Don't Measure Success by Your Salary—Try This, Instead
I blew the mind of one of my Babson College students this morning.
Like most people, he believes that success is measured by how much money you have and how much money you make. By that measure, there is no single individual who is the world’s most successful.
After all, Bill Gates—whose net worth totaled $79.6 billion according to Forbes’ January 29, 2015, tally—probably has the most money, but I sincerely doubt he makes the most money every year.
That title probably goes to a hedge fund manager. For example, Ray Dalio—who runs $120 billion (assets under management) Bridgewater Associates—pulled in a cool $3 billion in personal earnings last year, according to Forbes.
But if you believe that success means both having the highest net worth and getting paid the most every year, then neither Gates nor Dalio is successful.
That’s because the pursuit of the most wealth or the highest annual income is success only if you keep winning every year. Otherwise, you are going to spend time trying to figure out how you can get to be number one—rather than taking pleasure in what you have achieved.
Simply put, unless you’re top dog, the unpleasant view never changes.

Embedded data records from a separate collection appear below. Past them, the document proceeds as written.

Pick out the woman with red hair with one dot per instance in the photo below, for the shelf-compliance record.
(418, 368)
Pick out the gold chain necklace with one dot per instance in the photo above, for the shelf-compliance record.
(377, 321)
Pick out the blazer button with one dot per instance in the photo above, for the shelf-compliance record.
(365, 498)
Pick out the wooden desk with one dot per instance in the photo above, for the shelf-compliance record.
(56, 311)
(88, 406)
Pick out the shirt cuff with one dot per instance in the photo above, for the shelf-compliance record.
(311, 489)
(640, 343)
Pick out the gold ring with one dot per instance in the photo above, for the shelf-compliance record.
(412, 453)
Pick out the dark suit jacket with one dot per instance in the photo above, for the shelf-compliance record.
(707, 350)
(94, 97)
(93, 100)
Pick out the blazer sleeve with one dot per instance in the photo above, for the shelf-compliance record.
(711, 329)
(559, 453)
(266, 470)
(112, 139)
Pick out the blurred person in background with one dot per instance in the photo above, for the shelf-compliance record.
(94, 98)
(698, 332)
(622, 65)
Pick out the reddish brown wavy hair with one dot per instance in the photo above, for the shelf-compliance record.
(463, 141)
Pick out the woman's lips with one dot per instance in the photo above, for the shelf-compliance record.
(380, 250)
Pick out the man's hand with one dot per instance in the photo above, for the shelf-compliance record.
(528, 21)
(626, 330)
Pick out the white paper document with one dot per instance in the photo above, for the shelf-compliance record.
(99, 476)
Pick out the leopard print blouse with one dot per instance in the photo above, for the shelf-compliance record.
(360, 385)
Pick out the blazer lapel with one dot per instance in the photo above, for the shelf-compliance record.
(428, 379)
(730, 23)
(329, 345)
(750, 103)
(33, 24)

It is for this reason that somewhere along the way, I figured out a different definition of success—success is controlling how you spend your time—that blew the mind of my student this morning.

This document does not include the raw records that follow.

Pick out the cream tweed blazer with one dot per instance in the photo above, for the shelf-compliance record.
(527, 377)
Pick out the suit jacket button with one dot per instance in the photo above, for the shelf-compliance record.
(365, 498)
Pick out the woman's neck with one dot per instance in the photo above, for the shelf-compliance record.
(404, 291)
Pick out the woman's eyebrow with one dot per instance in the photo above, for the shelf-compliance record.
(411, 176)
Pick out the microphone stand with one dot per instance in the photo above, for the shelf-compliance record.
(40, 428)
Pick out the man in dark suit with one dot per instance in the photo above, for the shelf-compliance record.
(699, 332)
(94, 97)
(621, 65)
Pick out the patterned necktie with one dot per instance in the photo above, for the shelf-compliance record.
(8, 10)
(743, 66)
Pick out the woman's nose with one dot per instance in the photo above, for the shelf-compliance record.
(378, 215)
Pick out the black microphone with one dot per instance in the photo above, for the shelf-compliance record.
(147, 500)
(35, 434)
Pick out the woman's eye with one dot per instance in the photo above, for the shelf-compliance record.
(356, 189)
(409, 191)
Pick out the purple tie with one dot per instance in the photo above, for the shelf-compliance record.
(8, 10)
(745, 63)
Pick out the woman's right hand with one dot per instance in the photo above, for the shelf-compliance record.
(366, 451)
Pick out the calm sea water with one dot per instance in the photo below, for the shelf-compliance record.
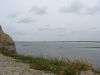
(74, 50)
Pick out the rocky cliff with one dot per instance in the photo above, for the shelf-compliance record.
(6, 42)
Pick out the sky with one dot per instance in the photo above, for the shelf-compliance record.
(51, 20)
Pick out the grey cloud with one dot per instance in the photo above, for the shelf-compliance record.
(52, 29)
(92, 10)
(38, 10)
(26, 20)
(19, 33)
(14, 15)
(73, 7)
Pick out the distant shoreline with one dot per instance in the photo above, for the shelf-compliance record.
(59, 41)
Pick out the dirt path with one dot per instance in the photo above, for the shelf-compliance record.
(9, 66)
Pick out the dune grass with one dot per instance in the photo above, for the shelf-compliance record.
(56, 66)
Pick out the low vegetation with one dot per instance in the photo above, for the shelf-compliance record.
(59, 67)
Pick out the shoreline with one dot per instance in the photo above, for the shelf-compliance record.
(55, 66)
(11, 66)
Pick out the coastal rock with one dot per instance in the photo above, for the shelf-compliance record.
(89, 73)
(6, 42)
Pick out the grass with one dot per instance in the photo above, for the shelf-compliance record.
(59, 67)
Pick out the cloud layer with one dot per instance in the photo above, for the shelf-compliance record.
(38, 10)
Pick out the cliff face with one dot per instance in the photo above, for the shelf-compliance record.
(6, 42)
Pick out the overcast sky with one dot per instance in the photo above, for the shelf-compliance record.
(51, 20)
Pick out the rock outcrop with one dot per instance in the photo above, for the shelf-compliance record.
(6, 42)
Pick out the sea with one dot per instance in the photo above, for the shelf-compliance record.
(81, 50)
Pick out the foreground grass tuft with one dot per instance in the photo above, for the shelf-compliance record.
(59, 67)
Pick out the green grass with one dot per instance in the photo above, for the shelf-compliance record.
(59, 67)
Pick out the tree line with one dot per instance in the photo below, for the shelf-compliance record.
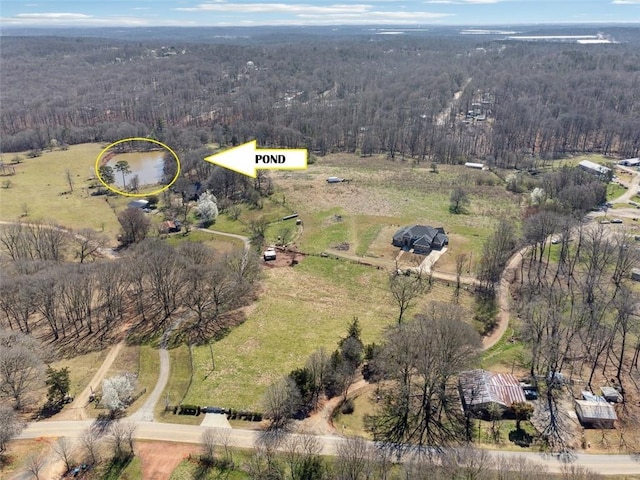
(151, 283)
(391, 95)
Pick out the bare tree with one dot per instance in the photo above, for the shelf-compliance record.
(354, 460)
(302, 454)
(208, 442)
(134, 225)
(69, 179)
(35, 464)
(258, 229)
(10, 426)
(121, 435)
(461, 260)
(458, 201)
(405, 290)
(91, 442)
(21, 367)
(88, 244)
(65, 449)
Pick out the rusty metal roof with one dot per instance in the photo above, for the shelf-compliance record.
(480, 387)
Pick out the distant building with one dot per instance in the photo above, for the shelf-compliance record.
(595, 169)
(478, 166)
(610, 394)
(480, 389)
(170, 227)
(420, 238)
(138, 203)
(595, 413)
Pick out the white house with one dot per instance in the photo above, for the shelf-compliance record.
(630, 162)
(594, 168)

Just to be clear: I am not declaring a vow of poverty. In fact, I believe that for many people, controlling how you spend your time is the kind of success they can achieve only after they have earned enough money that they no longer have to worry about paying their bills.
Many people never achieve that level of financial security. But I do not believe that a net worth of $80 billion is necessary to get to the point where you can cover your likely future obligations.
If you get there by doing what you want to be doing and it makes you happy, then I consider you successful.
But if you get there by working a grinding job that pays well but makes you miserable, then you need to stop and ask yourself whether you should get off the hamster wheel and figure out what you really want to be doing with your life.
My advice to the student was to think about what he has enjoyed doing in the past and what has been less interesting to him. Based on that self-assessment, I suggested that he should make some guesses about what he would like to do.
He should then apply three tests to those hypotheses:
- Am I passionate about the work?
- Am I one of the world’s best at doing this work?
- Will the market compensate me well enough for it?
Generally, people do not know whether, say, investment banking, consulting, running a startup, or asset management will satisfy all these tests.
Therefore, I advise students to seek out informational interviews with people in those fields. The networking practice they get in trying to set up these interviews will be inherently valuable.
Once they set up such interviews, I advise them to ask people how they would answer the three above questions.
For example, in the informational interviews, students might ask the following:
- In your company, are there people who are really passionate about their work? What do they do differently than those who are mostly there to pay their bills?
- In your field, what are the key things that the most talented people do that differ from the ones who are merely competent?
- Is the compensation that people receive in this field satisfying or frustrating? What is the difference between people in your company who feel fairly compensated and the rest?
If students conduct 10 to 15 such interviews, they should be able to assess whether they would be happy working with people in that field.
And it would be even better for them if those informational interviews led to internships that would allow them to immerse themselves more fully in those fields.
To my mind, my students will achieve success only when they are happy in their work—and to do that, they must be passionate about it, excel in their field, and receive positive recognition from the market.
I don’t know Gates or Dalio but it seems to me that they control how they spend their time—and the money is just a nice thing that comes along with that.